Periodontitis and Diabetes: Which Causes Which?
Periodontitis and type 2 diabetes have a bidirectional relationship: each worsens the other. Diabetes raises periodontitis risk roughly 3×, and treating periodontitis reduces HbA1c by ~0.4% — comparable to adding a second oral diabetes medication.
Key Facts
- Periodontitis treatment reduces HbA1c by approximately 0.27–0.48%
- Diabetics are 3× more likely to develop severe periodontitis
- Hyperglycemia impairs neutrophil function and wound healing in the gums
- AGEs (advanced glycation end-products) accumulate in periodontal tissue
Diabetes → Periodontitis
Hyperglycemia alters collagen turnover, glycates connective tissue, and impairs neutrophil chemotaxis. The result: more bone loss, slower healing, and exaggerated inflammatory response to the same bacterial load.
Periodontitis → Diabetes
Inflammatory cytokines from chronic periodontitis (TNF-α, IL-6) increase systemic insulin resistance.

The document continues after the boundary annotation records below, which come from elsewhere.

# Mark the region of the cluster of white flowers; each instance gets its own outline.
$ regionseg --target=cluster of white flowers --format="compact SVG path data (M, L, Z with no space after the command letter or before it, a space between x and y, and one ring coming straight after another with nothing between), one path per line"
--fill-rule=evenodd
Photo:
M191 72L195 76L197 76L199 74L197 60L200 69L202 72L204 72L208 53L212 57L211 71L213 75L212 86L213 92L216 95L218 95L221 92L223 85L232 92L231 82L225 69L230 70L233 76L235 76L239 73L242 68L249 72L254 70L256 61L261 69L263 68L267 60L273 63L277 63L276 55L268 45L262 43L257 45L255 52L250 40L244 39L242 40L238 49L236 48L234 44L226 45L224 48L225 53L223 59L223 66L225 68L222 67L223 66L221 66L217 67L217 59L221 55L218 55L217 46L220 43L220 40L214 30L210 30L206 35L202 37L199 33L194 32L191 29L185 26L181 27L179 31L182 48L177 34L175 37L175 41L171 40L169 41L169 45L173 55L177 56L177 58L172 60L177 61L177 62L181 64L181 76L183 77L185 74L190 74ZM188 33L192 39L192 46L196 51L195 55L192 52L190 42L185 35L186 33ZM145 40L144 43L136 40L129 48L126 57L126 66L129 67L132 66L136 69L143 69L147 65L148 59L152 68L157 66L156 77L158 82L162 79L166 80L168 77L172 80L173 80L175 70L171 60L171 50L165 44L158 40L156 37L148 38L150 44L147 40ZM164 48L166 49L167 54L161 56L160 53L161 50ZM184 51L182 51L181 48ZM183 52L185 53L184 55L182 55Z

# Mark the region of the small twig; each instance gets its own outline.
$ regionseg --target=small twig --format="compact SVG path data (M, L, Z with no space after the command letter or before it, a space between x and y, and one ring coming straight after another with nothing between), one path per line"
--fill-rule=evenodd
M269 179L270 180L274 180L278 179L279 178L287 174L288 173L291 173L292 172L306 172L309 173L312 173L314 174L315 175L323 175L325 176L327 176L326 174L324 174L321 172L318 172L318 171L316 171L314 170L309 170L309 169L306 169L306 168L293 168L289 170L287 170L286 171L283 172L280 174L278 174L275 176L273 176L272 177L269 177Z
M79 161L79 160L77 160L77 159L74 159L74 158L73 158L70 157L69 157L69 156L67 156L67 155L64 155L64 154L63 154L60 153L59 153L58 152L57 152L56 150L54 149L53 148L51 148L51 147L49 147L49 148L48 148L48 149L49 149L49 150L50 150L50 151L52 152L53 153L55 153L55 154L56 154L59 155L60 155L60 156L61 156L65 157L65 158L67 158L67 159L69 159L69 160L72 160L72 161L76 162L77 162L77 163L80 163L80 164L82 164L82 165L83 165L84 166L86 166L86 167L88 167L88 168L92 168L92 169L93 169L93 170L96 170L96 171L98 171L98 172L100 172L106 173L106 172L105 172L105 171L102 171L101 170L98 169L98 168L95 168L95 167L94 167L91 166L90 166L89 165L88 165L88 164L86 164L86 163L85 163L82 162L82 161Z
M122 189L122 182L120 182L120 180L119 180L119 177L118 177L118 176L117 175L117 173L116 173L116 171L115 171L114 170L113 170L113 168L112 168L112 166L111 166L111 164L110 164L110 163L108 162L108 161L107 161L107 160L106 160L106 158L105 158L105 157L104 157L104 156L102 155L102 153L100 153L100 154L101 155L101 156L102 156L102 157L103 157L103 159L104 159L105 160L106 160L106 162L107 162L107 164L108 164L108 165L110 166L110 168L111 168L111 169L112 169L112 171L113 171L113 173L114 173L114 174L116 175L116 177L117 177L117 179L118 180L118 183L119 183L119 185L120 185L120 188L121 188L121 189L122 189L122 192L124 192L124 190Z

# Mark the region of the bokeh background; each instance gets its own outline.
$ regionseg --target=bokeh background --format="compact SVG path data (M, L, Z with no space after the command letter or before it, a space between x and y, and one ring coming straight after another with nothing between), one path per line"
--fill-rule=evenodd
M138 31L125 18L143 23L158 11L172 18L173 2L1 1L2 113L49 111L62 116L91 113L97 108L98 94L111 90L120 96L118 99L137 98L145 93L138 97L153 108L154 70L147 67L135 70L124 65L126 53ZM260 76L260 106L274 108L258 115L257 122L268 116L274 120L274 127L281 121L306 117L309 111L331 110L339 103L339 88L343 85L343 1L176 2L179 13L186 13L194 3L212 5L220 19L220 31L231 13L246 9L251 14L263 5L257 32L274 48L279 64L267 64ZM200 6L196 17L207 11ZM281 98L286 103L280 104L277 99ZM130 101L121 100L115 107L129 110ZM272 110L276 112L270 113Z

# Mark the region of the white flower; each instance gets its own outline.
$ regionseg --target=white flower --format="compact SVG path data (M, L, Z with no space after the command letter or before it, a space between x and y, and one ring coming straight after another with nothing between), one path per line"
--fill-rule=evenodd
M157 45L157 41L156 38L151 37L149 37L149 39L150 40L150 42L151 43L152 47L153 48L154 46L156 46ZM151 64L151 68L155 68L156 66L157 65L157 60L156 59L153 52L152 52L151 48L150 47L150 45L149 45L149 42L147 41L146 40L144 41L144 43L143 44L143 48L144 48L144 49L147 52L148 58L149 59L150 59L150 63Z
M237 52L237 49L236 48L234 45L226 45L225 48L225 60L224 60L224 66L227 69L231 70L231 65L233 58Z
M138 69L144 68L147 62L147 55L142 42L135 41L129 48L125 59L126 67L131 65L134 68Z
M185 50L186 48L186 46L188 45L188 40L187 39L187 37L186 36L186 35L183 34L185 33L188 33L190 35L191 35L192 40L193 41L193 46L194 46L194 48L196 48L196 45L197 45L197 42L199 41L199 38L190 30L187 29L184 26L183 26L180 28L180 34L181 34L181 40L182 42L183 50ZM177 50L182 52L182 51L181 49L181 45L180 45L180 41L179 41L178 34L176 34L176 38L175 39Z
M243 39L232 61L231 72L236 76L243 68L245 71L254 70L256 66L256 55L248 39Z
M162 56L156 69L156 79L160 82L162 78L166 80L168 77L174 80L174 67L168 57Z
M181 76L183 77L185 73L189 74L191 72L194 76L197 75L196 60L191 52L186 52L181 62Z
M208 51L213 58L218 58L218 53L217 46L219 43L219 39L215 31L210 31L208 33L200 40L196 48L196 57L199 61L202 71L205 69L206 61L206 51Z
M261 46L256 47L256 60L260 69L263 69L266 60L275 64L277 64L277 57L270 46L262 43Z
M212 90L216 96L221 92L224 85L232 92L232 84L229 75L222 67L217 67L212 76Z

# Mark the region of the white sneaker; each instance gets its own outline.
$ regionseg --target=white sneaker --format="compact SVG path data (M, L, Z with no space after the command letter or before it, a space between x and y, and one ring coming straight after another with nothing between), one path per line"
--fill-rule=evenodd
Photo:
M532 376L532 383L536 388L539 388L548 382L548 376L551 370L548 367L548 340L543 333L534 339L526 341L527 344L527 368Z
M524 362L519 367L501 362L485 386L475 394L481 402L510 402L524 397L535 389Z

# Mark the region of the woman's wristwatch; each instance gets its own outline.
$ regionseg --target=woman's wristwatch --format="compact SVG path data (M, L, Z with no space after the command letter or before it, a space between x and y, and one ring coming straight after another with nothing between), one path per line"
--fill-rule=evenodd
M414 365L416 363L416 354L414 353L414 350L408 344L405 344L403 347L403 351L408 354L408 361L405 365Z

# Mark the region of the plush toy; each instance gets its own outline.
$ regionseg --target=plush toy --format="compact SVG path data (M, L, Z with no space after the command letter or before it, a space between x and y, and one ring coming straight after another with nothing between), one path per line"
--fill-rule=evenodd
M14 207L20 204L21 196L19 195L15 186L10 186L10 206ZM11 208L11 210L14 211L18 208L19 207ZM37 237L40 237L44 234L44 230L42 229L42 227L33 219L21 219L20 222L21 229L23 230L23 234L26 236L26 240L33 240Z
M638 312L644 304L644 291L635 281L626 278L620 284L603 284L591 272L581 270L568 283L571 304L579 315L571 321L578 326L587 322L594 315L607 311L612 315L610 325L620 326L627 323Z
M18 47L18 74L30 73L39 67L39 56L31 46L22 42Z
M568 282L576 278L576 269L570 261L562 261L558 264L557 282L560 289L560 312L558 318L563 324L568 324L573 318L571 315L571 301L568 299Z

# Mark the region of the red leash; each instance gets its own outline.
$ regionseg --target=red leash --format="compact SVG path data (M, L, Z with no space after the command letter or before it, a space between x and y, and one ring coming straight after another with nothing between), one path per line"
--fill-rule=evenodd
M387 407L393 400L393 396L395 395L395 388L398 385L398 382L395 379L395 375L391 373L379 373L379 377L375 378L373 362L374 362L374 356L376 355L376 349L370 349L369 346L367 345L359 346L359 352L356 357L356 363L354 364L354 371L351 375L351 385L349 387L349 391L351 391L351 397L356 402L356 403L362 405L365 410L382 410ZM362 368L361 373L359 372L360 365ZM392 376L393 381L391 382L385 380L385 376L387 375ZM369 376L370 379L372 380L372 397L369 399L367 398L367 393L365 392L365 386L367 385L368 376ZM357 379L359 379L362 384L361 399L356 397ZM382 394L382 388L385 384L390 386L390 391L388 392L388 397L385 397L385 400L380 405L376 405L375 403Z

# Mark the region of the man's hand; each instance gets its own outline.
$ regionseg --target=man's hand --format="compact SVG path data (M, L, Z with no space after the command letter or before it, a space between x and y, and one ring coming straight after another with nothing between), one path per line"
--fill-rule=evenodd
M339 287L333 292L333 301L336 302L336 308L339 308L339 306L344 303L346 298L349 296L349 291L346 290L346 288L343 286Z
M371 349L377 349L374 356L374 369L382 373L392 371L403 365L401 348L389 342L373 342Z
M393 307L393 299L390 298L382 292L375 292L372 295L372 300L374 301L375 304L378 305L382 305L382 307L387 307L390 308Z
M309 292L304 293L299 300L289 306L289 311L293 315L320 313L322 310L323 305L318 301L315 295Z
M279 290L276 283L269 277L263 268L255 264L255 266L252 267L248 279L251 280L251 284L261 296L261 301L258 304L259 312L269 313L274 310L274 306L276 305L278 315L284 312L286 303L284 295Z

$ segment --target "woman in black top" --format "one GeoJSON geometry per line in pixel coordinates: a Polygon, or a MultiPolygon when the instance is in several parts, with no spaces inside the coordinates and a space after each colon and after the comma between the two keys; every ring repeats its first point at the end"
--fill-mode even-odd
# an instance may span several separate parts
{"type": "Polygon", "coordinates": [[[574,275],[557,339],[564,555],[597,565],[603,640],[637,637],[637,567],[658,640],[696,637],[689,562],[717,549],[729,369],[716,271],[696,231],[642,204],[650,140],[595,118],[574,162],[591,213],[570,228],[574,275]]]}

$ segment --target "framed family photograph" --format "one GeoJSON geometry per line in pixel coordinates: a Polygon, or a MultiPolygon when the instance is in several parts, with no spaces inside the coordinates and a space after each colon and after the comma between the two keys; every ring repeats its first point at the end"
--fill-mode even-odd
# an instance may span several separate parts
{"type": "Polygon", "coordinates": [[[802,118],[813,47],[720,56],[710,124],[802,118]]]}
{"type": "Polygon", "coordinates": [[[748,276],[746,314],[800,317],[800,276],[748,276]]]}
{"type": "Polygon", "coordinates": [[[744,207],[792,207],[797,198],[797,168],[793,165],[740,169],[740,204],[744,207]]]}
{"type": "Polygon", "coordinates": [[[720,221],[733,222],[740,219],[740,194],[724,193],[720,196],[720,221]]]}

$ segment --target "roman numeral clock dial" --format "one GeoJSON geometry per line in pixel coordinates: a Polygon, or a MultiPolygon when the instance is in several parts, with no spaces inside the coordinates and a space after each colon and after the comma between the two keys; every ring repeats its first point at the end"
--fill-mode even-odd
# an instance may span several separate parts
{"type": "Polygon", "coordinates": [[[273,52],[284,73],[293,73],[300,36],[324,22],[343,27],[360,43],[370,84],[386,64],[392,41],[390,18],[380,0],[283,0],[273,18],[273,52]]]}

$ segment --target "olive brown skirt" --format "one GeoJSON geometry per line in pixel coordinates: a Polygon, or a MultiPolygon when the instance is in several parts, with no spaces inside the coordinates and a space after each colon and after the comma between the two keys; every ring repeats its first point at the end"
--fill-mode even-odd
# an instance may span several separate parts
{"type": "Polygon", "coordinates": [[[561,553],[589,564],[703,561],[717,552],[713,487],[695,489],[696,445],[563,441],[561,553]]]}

Multiple RCTs show that scaling and root planing lowers HbA1c by ~0.4% at 3 months — clinically meaningful for diabetes management.
So Which Came First?
In a given patient, either can come first, and once both exist they accelerate each other. The clinical takeaway is unambiguous: periodontal care is part of diabetes care, and vice versa.